9. Letting Go of the "Best Life"
Bowler concludes that life’s value doesn’t lie in chasing perfection or crafting an ideal narrative. Her time nursing her wounds, laughing with loved ones, and stumbling through uncertainty reveals an important truth: the “best life” is simply the one you have left to live.
The cultural push to frame life as a series of achievements fades for her. She finds freedom in relinquishing control and embracing what each day offers—including its challenges. True fulfillment, she learns, comes from showing up for life as it is.
This understanding shifts her perspective, reminding readers that messiness and imperfections are features of being human, not bugs.
Examples
- Bowler rejects gratitude lists in favor of experiencing joy as it comes.
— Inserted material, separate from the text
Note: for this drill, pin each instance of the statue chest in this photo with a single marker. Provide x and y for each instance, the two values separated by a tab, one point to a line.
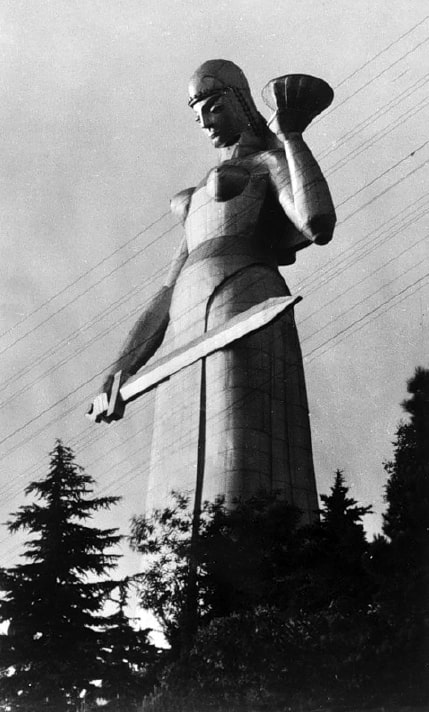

- Embracing her limits allows her to focus on connection over productivity.
- Her ultimate reflection: suffering and randomness don’t make life less worthwhile—they make it real.
Takeaways
- Surrender the pressure to fix or control every part of life. Let moments unfold naturally without forcing productivity.
- Resist cultural pressures to glamorize suffering as growth or a battle. Instead, honor struggles for what they are—a part of being alive.
- Treat your body with care and gratitude, embracing it fully, even when it feels imperfect or broken.